VOLVER A NACER (de J. Iturriaga)
Vio con ternura a Irene, y con deseo. No sólo sentía que la quería más desde el comienzo de su embarazo, sino que le atraía cada vez más. Sí, sexualmente le resultaba particularmente atractiva con el vientre protuberante, los senos turgentes apenas aprisionados por el sostén que no importaba la talla, siempre parecía muy pequeño para ella.
Le recordaba a su madre. Y no es que hubiera tenido con ella una pasión edípica (o cuando menos no más de lo normal, que lo es, quería pensar él), sino que objetivamente existía un cierto parecido físico y asimismo de carácter: inteligentes, simpáticas, siempre con deseos de agradar. Quizá por eso se había enamorado de Irene. ¡Quién sabe!
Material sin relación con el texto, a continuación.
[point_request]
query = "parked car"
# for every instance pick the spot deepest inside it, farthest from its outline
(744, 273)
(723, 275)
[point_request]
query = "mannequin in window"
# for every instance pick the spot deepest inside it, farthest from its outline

No era un asunto que le preocupara, más bien le interesaba y hasta le divertía.
Aunque ya eran las fechas en que cualquier momento sería el indicado para el parto, no dejó de ser sorpresiva la aparición de los dolores esa noche de amor. Porque la líbido en ambos no había decrecido. Eventualmente podría haberse hasta incrementado. A Irene también le provocaba cierto placer singular el erotismo con una gravidez tan avanzada. Los dos la sentían como una travesura deleitosa y apasionada.
Lo cierto es que la doctora fue llamada y acudió de inmediato. Irene había accedido a cumplir el deseo de su esposo: su hijo nacería en casa. La misma casa donde había nacido él, treinta y tres años atrás. Más aún, en la misma enorme recámara y en la misma cama (realmente señorial y muy hermosa) en que su madre lo había parido.
Vio a Irene recostada en la gran cama con cabecera labrada en palo de rosa y agradeció a sus padres, sin pensarlo realmente, pero sí sintiéndolo, que le hubieran heredado el hogar de toda su vida. Y los muebles entre los cuales había crecido.
El trabajo de parto se aceleró. Las contracciones cada vez más frecuentes y enérgicas y los crecientes lamentos, casi gritos de Irene indicaban la inminencia del nacimiento. La doctora dejó el costado de la parturienta y se colocó a sus pies, lista para recibir al niño. De pronto, a la par de gritos más lastimeros de Irene, en la coyuntura de sus piernas abiertas y encogidas se empezó a exponer cada vez más el interior de su intimidad femenina. La apertura era a cada momento mayor, hasta que adentro de esa cavidad se vislumbró el negro cabello de una cabecita. Entre rítmicos estertores, se fue acercando al exterior, hasta llegar a confundirse con el oscuro vello tupido que cubría el pubis de Irene. Salió la cabeza completa y casi de repente fue expulsado el resto del cuerpo, recibiéndolo en sus manos la doctora.
El padre no estaba allí. Nadie lo vio acostado en el sofá del otro extremo de la habitación. Estaba en posición fetal, desnudo, completamente cubierto de un líquido viscoso y sanguinolento, con los ojos cerrados y gimiendo sordamente.